Desde UGT, José Ramón De Pliego-Valdés, cuenta que, debido a las informaciones del Banco de España, la jornada del jueves convirtió a la entidad en “una casa de locos”. “La plantilla estaba muy alarmada, y se intercambiaron cientos de mensajes y correos sobre el tema. Un sinvivir”, indicó.

Si bien la entidad niega a los sindicatos la información filtrada (y luego desmentida) por el Banco de España, la comunicación ha hecho mucho daño. “Los rumores son lo peor. Desde luego, los plazos de los que se hablaba para la subasta inminente podrían encajar, porque a los sindicatos se nos ha dicho que lo que se quiere es una reestructuración rápida, en seis meses”, indica la CIG.

Tormenta política

También la clase política seguía alterada, horas después de que el Banco de España desmintiese la filtración de forma escueta. El PP gallego fue el único partido que siguió apostando por la viabilidad en solitario del banco gallego. “Si comparamos la situación de NCG con la de entidades en situación semejante que van a ser subastadas, le dan una oportunidad a Galicia de contar con una entidad financiera propia”, insistió el portavoz parlamentario Pedro Puy.

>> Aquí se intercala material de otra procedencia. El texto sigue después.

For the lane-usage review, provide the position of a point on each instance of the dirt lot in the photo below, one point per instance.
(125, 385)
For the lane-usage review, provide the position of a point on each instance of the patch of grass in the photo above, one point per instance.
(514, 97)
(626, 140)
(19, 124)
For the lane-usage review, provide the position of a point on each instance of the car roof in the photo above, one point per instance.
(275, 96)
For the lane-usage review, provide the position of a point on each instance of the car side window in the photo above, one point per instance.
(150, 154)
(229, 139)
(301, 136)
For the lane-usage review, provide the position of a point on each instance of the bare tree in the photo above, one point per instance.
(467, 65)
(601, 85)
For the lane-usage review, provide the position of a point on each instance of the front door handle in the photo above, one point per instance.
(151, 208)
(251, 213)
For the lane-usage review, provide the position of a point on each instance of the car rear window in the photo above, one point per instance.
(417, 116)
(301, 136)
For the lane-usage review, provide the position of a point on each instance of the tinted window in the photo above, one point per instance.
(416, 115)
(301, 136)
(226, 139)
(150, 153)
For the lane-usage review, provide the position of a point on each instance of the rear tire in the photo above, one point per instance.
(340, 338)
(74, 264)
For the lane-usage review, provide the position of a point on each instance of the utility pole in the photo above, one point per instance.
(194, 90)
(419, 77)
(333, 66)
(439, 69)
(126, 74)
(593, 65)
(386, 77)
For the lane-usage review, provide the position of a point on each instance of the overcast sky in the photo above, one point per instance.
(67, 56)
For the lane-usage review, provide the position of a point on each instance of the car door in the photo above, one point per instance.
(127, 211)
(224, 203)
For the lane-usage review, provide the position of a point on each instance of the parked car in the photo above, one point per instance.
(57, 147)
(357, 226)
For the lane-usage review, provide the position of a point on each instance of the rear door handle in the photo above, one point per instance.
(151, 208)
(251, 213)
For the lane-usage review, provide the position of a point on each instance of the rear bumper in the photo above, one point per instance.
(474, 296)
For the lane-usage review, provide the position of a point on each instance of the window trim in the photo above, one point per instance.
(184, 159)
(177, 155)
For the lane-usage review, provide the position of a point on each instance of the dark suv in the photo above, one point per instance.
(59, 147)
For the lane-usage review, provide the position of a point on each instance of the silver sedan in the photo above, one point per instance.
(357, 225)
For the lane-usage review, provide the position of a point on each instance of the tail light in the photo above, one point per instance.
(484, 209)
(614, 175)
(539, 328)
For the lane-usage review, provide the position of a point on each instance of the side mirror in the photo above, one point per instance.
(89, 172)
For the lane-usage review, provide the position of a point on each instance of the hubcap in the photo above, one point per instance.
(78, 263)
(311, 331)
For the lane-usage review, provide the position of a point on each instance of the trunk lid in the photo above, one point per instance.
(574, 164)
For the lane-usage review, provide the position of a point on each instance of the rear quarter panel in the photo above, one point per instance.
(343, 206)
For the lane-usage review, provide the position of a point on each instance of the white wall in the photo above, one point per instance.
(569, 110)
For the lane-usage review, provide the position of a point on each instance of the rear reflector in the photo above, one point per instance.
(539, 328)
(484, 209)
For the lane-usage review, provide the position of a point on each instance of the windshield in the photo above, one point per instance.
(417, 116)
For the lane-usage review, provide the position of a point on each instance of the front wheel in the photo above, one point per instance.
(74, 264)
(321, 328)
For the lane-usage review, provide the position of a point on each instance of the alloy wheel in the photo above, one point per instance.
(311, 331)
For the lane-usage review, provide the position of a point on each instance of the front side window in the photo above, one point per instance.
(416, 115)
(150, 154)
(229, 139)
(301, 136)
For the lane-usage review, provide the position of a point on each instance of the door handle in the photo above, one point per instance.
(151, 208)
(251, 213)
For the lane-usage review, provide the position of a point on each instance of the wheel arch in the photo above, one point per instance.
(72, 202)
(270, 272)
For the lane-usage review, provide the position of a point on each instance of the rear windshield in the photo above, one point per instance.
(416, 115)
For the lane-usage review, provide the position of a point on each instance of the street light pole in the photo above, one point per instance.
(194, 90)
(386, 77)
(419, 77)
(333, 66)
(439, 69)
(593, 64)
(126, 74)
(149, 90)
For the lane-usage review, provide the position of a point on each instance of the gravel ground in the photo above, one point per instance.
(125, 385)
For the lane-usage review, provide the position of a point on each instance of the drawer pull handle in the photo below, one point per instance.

La diputada en el Congreso por el BNG Olaia Sánchez Davila indicó que había solicitado la comparecencia del ministro De Guindos para que aclarase el futuro de la entidad gallega, mientras que el socialista Abel Losada reclamó a Feijóo que pida una explicación al Banco de España. “Lo criticaba mucho cuando estaba gobernado por Mafo, ahora con los suyos no puede dar la callada por respuesta”, dijo.

En la rueda de prensa posterior al Consejo de Ministros, la vicepresidenta Soraya Sáenz de Santamaría fue interpelada por esta cuestión. Echó balones fuera. “Es responsabilidad del Banco de España y del Frob aclarar la situación de NCG”.